KIWI Mk2

I/C ENGINE BUILD

Part 4 By Vince Cutajar

Starting work on the front crankcase casting, I put it in the 4 jaw chuck and centred it as best I could. It's so difficult with nothing really running true. I trimmed the chucking piece of the casting and then replaced the 4 jaw chuck with a collet holder. Clamped the casting (the part that had been cleaned up) in a collet. Turned the front face and bearing housing face to dimension.

I am not really enjoying working on this casting because I can't exactly take any real measurements. Even the crankcase barrel is off centre. I have the feeling that I am doing something not right all the time. I will persevere but I suspect that this will be the first and last time I will work on a casting model.

Turned the spigot and with the crankcase barrel. Being cast off centre it came out not uniform. Drilled and bored the crankshaft hole 12.7mm and then machined the bearing housing for a push fit. Then parted off the casting and cleaned it with the mill.

It's not pretty but hopefully functional.

Next, the crankshaft bush for the front crankcase. Used a piece of bronze from the kit. Turned it 12.7mm and gave it a 1.6mm lip of 15.8mm diameter. Parted it off and cleaned it up. Put back in the chuck and drilled 9.8mm. Now I am not going to ream it because it would end up oversize so the solution was to bore it. only problem was that I do not have such a small boring bar. After rummaging trough the tools I found an small imperial internal threading tool which I do not use, ground it out further to make it even smaller and now I had a small boring tool. Worked like a charm. The hole was bored 10.05 mm.
I then pushed the bush in the cranckcase body and tried it with a 10mm silver steel rod. Good fit. I haven't pressed the ball bearing in yet as I still have some work to do and I do not want to contaminate it with aluminium dust, but seems to work also with the bush.
I started work on the timing cover.
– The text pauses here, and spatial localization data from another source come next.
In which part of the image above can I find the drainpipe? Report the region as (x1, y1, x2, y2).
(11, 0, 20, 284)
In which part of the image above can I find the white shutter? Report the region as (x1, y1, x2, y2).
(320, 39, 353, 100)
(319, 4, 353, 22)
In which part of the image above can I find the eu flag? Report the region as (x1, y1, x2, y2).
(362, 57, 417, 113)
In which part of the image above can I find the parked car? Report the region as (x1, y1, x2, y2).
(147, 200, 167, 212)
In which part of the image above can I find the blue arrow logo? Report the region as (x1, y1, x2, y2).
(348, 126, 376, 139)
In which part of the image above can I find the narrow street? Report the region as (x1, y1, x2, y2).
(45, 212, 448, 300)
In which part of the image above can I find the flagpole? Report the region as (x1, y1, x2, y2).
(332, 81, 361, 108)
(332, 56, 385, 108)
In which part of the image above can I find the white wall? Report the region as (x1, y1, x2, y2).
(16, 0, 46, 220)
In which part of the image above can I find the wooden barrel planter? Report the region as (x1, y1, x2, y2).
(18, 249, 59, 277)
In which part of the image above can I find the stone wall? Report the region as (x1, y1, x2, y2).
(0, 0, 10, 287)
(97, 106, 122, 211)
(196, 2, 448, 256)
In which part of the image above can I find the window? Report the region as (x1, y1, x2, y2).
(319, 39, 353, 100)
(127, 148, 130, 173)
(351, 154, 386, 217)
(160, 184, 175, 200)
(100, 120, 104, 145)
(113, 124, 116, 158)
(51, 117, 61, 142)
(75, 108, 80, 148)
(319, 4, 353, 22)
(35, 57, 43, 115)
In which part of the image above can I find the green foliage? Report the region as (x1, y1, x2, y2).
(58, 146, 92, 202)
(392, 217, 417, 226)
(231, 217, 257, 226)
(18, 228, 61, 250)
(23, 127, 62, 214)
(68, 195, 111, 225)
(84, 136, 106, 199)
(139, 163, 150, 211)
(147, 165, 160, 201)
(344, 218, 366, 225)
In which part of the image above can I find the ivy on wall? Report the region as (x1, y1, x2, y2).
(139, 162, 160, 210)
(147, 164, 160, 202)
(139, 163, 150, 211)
Machined on the lathe the outside face and reversed it to machine the other side, but the tool bit was getting too close to the chuck jaws.
How to continue work on the timing cover? At first I was thinking of putting a spacer under the cover in the chuck to take it out some more but at the end discarded this idea as I thought it would would be dangerous if the part flew out of the chuck.

So at the end I ended up using the same method I used for the tappet guides; i.e. fixing the cover to another piece of aluminium and using the rotary table. I figured out that in just one setting I could first reduce the diameter of the cover, then reduce the thickness of the cover and at the end machine the edge recess.

I only managed to get it fixed to aluminium using two 4mm brass screws.

Continued work on the timing cover. Centred it in the rotary table and marked out the desired diameter. Then started milling out the edge with an 8mm end mill. After finishing the diameter I wrote down the DRO X axis reading (2nd photo) which will come in handy when machining the edge recess. I then milled the part to the required thickness.

Next time I will work on the edge recess. Before switching off the DRO I brought back the X axis to zero (Y axis already at zero) and reset the Z axis to zero.

made the recess a little deeper (smaller diameter) as with the original dimensions I was afraid that the wall of the matching recess on the crank case was going to be too thin. Also I noticed that the depths of both recesses (according to plans) were not the same. If I leave them like that the cover would only be supported on the thin wall of the crankcase. Most probably I'll make them both the same size for better support.